In personal appearance S. L. Clemens is of medium stature, standing rather wide on his legs, and moving about with a careless, swaggering gait. His head is large and well-formed, and may be termed of the massive order of architecture, being well-poised, and having a firm-set chin, which indicates steadiness of purpose and plenty of stay power. The nose is slightly aquiline, thin and pointed at the extreme. The face is smoothly shaven, with the exception of a sandy mustache. Hair slightly gray. He speaks with a drawl and in measured accents, his ideas at times seeming to run into confusion, when all at once his eyes flash with light, when his mind rallies, and he carries his point with vigor.

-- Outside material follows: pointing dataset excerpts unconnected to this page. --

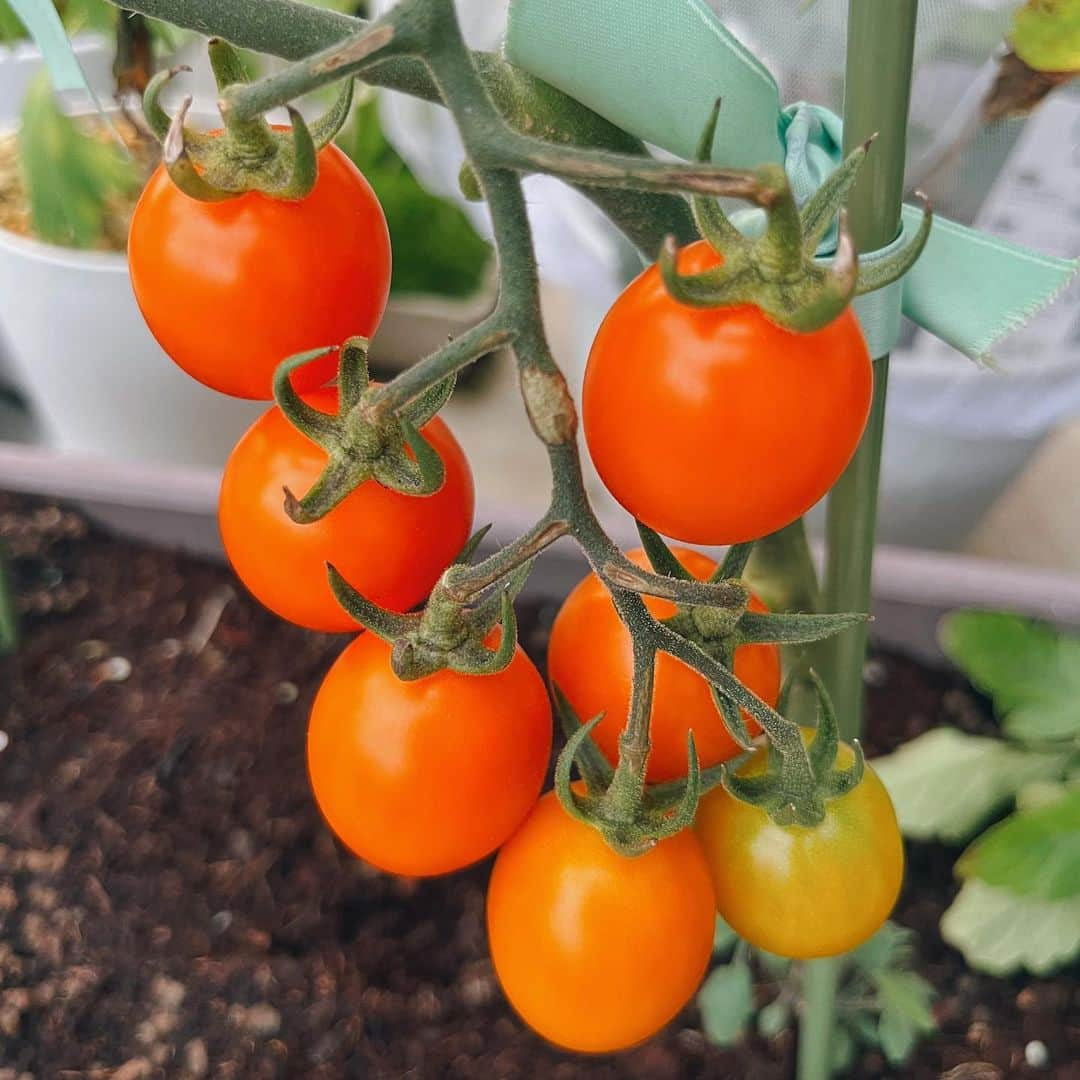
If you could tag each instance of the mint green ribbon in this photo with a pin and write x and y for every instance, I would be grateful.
(655, 68)
(43, 24)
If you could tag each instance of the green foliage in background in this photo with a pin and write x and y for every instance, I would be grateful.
(1020, 904)
(1045, 35)
(881, 1003)
(78, 15)
(70, 176)
(435, 248)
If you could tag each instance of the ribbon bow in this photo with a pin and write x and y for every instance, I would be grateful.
(968, 287)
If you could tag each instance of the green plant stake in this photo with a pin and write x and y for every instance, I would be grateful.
(9, 621)
(877, 95)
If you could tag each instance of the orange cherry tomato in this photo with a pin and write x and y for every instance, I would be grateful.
(590, 659)
(390, 547)
(231, 288)
(805, 892)
(594, 950)
(426, 777)
(715, 424)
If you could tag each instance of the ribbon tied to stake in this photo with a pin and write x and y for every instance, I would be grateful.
(968, 287)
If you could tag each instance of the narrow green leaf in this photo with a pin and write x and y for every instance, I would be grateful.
(724, 937)
(661, 557)
(70, 176)
(773, 1018)
(841, 1051)
(1034, 853)
(889, 947)
(907, 994)
(1000, 932)
(726, 1000)
(1030, 671)
(945, 784)
(896, 1036)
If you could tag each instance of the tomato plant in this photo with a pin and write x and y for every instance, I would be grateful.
(231, 288)
(590, 659)
(594, 950)
(716, 424)
(426, 777)
(391, 547)
(804, 891)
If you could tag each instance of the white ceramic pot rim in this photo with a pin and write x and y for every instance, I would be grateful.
(70, 258)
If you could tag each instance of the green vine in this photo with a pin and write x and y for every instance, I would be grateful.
(512, 124)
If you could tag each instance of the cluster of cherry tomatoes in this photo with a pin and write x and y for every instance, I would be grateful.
(747, 426)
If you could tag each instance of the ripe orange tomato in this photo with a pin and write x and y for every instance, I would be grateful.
(231, 288)
(594, 950)
(716, 426)
(391, 547)
(590, 659)
(426, 777)
(797, 891)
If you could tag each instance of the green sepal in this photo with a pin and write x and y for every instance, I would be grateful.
(593, 766)
(387, 624)
(734, 562)
(421, 474)
(880, 272)
(821, 208)
(795, 628)
(577, 806)
(466, 555)
(364, 441)
(733, 724)
(421, 409)
(775, 272)
(247, 154)
(354, 376)
(660, 555)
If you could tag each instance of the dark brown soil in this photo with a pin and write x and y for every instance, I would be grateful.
(171, 904)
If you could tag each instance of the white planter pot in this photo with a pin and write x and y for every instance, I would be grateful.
(96, 378)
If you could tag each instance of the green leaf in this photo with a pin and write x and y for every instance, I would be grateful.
(888, 948)
(945, 784)
(999, 932)
(896, 1037)
(908, 994)
(11, 25)
(435, 247)
(841, 1051)
(70, 176)
(773, 966)
(1042, 793)
(1034, 853)
(904, 998)
(726, 1000)
(1030, 671)
(773, 1018)
(724, 937)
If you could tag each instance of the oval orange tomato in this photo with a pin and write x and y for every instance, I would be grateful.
(594, 950)
(426, 777)
(716, 426)
(590, 659)
(390, 547)
(231, 288)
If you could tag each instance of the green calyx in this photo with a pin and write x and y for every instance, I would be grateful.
(631, 817)
(718, 632)
(365, 441)
(247, 154)
(794, 787)
(448, 634)
(778, 272)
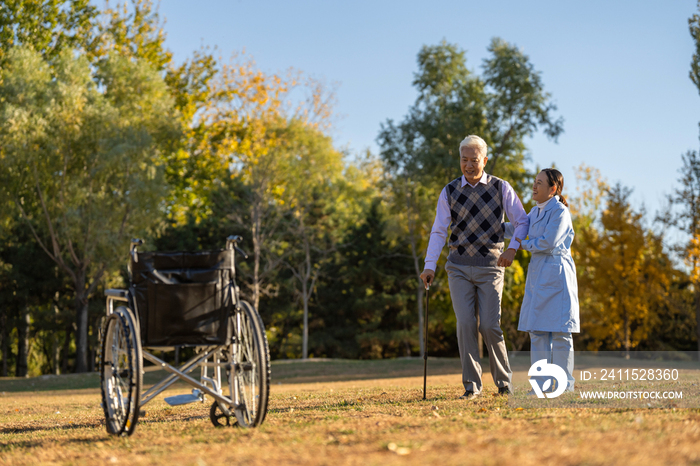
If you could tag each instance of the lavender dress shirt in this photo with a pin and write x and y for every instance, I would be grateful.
(511, 204)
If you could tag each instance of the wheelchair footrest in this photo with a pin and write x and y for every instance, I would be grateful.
(177, 400)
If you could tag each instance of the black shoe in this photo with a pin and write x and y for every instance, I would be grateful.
(468, 395)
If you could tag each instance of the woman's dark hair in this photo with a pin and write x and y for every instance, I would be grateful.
(555, 178)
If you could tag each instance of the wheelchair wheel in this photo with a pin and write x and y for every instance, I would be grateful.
(121, 372)
(251, 358)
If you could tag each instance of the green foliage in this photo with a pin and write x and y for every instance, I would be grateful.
(80, 158)
(366, 296)
(47, 26)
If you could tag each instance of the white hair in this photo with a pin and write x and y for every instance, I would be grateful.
(474, 142)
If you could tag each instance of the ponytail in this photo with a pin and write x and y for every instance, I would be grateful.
(555, 178)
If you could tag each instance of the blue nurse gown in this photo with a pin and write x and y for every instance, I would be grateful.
(551, 290)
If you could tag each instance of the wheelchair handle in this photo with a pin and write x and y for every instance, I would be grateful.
(241, 252)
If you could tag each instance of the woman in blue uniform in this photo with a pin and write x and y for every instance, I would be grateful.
(550, 307)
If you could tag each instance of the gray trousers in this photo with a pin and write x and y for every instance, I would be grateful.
(470, 285)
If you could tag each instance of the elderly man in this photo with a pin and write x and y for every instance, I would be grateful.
(473, 206)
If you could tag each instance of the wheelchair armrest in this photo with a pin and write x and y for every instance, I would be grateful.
(121, 295)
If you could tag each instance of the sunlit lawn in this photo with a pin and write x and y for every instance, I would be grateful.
(342, 412)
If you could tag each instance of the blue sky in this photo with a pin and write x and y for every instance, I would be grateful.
(618, 70)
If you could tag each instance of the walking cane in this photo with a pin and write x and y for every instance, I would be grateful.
(425, 337)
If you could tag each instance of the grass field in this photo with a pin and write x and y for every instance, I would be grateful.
(340, 412)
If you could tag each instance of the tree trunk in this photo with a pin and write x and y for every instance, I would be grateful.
(305, 337)
(627, 335)
(697, 315)
(305, 276)
(81, 309)
(22, 369)
(55, 348)
(66, 348)
(4, 346)
(257, 251)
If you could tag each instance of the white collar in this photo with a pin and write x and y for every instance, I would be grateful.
(483, 180)
(541, 205)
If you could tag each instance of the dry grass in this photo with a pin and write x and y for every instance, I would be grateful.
(364, 421)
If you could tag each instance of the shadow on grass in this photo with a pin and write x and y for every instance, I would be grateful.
(63, 427)
(287, 372)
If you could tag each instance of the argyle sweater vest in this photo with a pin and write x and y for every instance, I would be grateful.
(477, 222)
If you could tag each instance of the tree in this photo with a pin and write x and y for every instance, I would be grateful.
(313, 194)
(624, 273)
(48, 26)
(505, 106)
(80, 160)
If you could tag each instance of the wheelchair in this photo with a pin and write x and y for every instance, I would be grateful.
(175, 300)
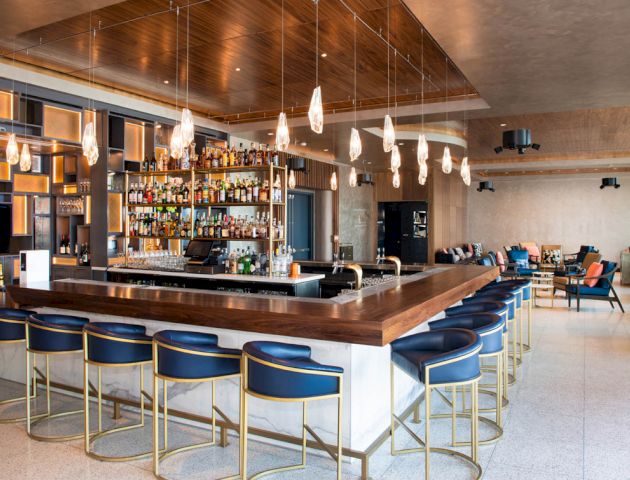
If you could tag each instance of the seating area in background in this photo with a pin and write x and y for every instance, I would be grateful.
(467, 253)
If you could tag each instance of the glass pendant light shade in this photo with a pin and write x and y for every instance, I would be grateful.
(177, 143)
(89, 144)
(355, 145)
(352, 180)
(389, 135)
(187, 127)
(25, 158)
(333, 181)
(291, 179)
(465, 171)
(396, 179)
(316, 111)
(282, 132)
(395, 159)
(423, 149)
(13, 154)
(447, 162)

As an illustration of the peculiar drift which Twain's mind takes when dealing with ordinary subjects, I may cite an incident that occurred on the morning we first met. I had just remarked that the weather was very disagreeable, in fact it was wretched; to which he replied:
"Yes, the weather is bad, and if I were dealing in weather it is not the brand that I'd put up in cans for future use. No, it is the kind of weather I'd throw on the market and let it go for what it would fetch, and if it wouldn't sell for anything I would hunt up some life-long enemy and present it to him. Failing in this, as a last resort I should probably take it out on the big bridge, dump it into the Mississippi and start it to Europe via the jetties. I'd unload it someway, and that quickly, too."
On the trip south on the steamer Gold Dust, Mark went up into the pilot house and entered into conversation with the pilot, for the purpose, as he himself expressed it, of enjoying some good, old-fashioned, unadulterated Mississippi river lying. The pilot answered all interrogatories with an ease which proved his fertility of resources, while Mark's private stenographer proceeded to take down every word for future use. Questions about the late floods, the changes of the river, and all such matters, were put and satisfactorily answered. At length the conversation turned to piloting, when Mark ventured to inquire of the man at the wheel if he knew Sam Clemens, who at one time was reported to be a pilot. "What! Mark Twain?" said the other. "Yes, that's what they call him," was the rejoinder. "Well I should say I did! Sam left here 'bout twenty years ago, an' has been writin' books ever since. He's better at that'n he was steerin,' for he wasn't much of a pilot. He'd just as like as not go to sleep on watch and run the boat into the bank, head on, if you didn't keep a watch on him. If thar was a snap in the river he'd go miles out of his way to get a whack at it, and was never happy unless he was bouncin' somethin'. Why, you'd think he was getting' the biggest kind of money from the government to clear the river of snags if you'd seed how he hustled 'em out of the way." "Do you remember his personal appearance?" "Who? Sam Clemens? Yes, I should say so." "What was it?" "Wall, sir, to tell you the truth, to look at Sam Clemens, he wasn't worth sweepin' up!"